It seems like the following is probably true: Let $V,W$ be $K$-vector spaces. Let $\phi:V\rightarrow V$ and $\psi:W\rightarrow W$ be linear maps, then $u\in V\otimes W$ is an eigenvector of $\phi \otimes \psi$ with eigenvalue $\lambda$ iff there are $v\in V$, $w\in W$ and $\kappa,\mu\in K$ such that $u=v\otimes w$, $\lambda=\kappa \mu$ , and $v$ is an eigenvector of $\phi$ with eigenvalue $\kappa$ and $w$ is an eigenvector of $\psi$ with eigenvalue $\mu$.
The backwards implication is trivial, but I can't quite work out the forwards implication, so maybe it's false.
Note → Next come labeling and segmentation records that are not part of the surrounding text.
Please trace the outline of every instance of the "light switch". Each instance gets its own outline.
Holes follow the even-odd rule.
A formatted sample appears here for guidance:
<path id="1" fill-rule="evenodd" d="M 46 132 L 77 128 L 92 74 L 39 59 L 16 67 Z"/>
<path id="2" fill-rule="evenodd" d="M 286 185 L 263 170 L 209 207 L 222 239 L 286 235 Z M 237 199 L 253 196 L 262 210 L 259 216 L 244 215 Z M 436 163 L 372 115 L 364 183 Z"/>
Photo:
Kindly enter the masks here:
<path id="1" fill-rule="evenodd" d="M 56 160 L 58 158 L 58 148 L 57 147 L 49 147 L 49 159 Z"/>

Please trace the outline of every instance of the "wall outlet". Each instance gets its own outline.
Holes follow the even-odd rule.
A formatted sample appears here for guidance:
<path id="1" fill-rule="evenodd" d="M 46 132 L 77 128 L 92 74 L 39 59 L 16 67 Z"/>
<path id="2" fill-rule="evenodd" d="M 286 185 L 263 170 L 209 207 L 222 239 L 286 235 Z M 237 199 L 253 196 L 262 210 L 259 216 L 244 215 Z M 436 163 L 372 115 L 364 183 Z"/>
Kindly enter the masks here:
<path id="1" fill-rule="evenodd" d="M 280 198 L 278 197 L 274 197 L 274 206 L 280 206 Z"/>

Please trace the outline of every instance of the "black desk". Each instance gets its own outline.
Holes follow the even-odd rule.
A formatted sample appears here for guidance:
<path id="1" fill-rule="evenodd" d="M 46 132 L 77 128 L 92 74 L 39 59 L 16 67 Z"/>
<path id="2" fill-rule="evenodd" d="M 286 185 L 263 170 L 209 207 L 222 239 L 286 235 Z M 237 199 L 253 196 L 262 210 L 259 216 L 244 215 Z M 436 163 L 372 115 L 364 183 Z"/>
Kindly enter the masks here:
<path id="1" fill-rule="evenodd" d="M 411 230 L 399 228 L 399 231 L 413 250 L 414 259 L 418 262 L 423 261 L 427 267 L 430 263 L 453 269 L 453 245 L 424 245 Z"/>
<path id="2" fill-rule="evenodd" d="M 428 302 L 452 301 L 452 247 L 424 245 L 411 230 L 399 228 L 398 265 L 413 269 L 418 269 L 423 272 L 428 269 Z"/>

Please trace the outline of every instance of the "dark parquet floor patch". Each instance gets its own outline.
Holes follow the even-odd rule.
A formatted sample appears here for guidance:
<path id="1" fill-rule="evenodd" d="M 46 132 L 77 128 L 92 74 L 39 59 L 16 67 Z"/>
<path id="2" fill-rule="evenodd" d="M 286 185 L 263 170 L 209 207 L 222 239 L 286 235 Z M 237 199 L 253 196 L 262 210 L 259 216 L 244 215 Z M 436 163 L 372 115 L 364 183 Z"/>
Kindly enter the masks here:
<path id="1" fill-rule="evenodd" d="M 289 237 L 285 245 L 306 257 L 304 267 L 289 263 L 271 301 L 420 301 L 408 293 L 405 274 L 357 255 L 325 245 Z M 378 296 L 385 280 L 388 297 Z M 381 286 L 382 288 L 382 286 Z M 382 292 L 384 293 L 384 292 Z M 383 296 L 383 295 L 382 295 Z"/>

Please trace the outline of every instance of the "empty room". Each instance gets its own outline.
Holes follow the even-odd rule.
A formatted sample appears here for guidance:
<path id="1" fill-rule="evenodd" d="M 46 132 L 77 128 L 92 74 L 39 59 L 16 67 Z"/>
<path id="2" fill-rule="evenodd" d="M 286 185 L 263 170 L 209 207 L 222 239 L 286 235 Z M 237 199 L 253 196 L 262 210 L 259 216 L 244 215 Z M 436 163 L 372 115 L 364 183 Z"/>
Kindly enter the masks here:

*In light of omnomnom's post, how about the following: for all $\lambda\in K$, there are $\kappa_i,\mu_i \in K$ such that $\lambda=\kappa_i\mu_i$ and $$\ker\left(\phi \otimes \psi -\lambda I\right)=\bigoplus_i\ker\left(\phi -\kappa_i I\right) \otimes \ker\left(\psi -\mu_i I\right)$$
Best Answer
Your statement is not necessarily true. For example: take $V = W = \Bbb C^2$ over $\Bbb C$, and $\phi = \psi = \operatorname{id}$. We then find that $$ u = \pmatrix{1\\0} \otimes \pmatrix{1\\0} + \pmatrix{0\\1} \otimes \pmatrix{0\\1} $$ is an eigenvector of $\phi \otimes \psi$ which cannot be written as a tensor product. That is, we can't write $u = v \otimes w$ for any (eigenvectors) $v,w$.